ALARGANDO AS FRONTEIRAS DA MENTE (I) David Baeta Motta

Tenho lido alguns livros e artigos especializados que falam sobre fronteiras mentais que estabelecemos e das quais temos dificuldades de nos livrar. Em outras palavras, o que quero dizer como resultado do que tenho lido, e em especial observado em minha experiência como conselheiro e terapeuta da mente, é que as pessoas em sua grande maioria têm dificuldades de pensar. Elas encontram uma espécie de zona de conforto em seus pensamentos polarizados no “sim ou no não”. Por exemplo, certa vez Jesus recebeu a seguinte pergunta de alguns discípulos seus, sobre um cego de nascença: “Rabi, quem pecou, este ou seus pais, para que nascesse cego?” Observe que os discípulos estavam polarizados nesta questão. De um lado estava a possibilidade do cego ter sido o pecador ativo para que tal mal lhe acontecesse. Do outro lado, residia a possibilidade dos pais dele terem pecado. Ambos os pólos teriam seus ferrenhos defensores que defenderiam seus pontos de vista até a exaustão, morte, divisão do grupo, etc.

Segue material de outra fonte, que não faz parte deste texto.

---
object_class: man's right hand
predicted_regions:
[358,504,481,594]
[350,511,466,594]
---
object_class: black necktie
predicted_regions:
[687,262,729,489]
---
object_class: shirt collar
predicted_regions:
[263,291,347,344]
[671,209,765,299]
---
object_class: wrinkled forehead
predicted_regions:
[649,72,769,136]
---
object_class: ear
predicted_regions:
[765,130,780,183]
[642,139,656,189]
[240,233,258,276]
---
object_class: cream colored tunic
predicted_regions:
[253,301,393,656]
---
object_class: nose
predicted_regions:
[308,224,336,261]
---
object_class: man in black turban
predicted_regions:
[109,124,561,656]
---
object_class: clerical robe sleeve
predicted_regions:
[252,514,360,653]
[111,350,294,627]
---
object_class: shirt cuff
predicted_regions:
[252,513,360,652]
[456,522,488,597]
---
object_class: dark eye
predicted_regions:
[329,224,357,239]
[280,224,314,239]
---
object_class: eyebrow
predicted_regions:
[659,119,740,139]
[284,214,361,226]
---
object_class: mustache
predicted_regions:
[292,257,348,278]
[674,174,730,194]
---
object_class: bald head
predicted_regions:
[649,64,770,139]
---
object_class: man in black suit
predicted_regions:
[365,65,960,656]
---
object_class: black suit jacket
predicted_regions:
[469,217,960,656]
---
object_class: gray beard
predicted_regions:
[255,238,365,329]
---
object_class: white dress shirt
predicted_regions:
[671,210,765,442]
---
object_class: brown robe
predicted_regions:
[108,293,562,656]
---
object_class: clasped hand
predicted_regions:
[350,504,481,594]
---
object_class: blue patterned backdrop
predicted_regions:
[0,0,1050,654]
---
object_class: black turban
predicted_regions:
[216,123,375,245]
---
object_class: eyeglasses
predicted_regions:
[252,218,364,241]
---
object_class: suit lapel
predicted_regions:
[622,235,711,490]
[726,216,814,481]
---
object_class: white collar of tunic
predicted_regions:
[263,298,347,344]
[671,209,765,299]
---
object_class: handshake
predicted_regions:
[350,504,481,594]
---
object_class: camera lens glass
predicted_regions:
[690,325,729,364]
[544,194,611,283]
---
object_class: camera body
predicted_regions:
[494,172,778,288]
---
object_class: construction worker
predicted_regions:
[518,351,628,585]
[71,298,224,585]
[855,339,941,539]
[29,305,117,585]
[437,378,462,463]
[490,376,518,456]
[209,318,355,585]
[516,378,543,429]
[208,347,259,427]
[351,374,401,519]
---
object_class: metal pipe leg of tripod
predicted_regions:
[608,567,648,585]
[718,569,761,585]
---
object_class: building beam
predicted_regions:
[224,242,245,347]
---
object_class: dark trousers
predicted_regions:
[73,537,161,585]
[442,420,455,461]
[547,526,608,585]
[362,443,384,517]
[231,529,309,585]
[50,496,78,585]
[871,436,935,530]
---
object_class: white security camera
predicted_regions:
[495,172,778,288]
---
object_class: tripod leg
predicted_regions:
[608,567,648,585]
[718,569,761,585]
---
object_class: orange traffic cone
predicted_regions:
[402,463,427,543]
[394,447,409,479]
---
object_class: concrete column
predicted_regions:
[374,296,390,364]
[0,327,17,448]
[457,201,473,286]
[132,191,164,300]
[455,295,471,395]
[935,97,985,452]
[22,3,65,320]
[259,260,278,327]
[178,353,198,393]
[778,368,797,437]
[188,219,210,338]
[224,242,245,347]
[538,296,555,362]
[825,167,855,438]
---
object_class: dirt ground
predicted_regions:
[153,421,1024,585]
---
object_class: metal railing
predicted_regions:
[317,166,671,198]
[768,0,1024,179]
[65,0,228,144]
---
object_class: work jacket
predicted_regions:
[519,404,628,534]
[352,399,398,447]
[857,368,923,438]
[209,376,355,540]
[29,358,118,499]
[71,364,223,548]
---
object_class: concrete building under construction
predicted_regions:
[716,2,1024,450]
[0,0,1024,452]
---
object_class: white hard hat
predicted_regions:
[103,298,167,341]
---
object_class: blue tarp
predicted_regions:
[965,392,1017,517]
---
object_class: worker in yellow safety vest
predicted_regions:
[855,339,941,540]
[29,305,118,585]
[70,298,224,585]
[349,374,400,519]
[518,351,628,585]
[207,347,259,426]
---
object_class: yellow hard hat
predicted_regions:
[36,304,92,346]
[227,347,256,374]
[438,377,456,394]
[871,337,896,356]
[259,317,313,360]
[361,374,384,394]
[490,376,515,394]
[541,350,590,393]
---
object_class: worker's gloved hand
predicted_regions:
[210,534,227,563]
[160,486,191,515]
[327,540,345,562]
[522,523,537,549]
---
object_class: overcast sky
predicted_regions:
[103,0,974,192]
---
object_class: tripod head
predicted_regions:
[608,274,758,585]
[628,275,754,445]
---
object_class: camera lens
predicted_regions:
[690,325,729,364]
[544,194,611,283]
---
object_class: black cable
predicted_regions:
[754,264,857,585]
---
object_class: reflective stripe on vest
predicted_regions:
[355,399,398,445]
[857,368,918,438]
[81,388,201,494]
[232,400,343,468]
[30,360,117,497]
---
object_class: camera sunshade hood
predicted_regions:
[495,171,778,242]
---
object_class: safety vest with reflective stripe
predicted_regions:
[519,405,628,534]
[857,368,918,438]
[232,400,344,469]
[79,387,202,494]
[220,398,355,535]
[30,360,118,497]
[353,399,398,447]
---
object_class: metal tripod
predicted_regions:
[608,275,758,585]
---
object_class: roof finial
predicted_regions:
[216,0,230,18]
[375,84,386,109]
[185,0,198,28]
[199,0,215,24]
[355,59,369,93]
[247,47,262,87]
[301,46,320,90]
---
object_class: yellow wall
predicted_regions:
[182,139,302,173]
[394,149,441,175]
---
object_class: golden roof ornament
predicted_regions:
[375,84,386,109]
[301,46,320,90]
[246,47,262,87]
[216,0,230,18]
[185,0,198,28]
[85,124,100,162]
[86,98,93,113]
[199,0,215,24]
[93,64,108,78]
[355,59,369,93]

O que quero dizer é que eles não viam outras possibilidades. Diante do impasse e dos perigos presentes em pontos de vista polarizados, Jesus, o Mestre da sabedoria, dá uma resposta fantástica tanto em si mesma quanto em suas amplas aplicações. Em sua resposta, Jesus amplia os horizontes do fato mostrando que entre o “sim” e o “não”, entre o “ele” ou “seus pais” há possibilidades outras a se pensar. Jesus disse de modo categórico: “Nem ele pecou, nem seus pais; mas foi assim para que se manifestem nele as obras de Deus”. Fantástico, realmente fantástico. Acho que o grupo dos 12 polarizados ficou tremendamente surpreso. – Como não pensamos nisto antes? Tão fácil e tão distante de nós (imagino que eles pensaram assim).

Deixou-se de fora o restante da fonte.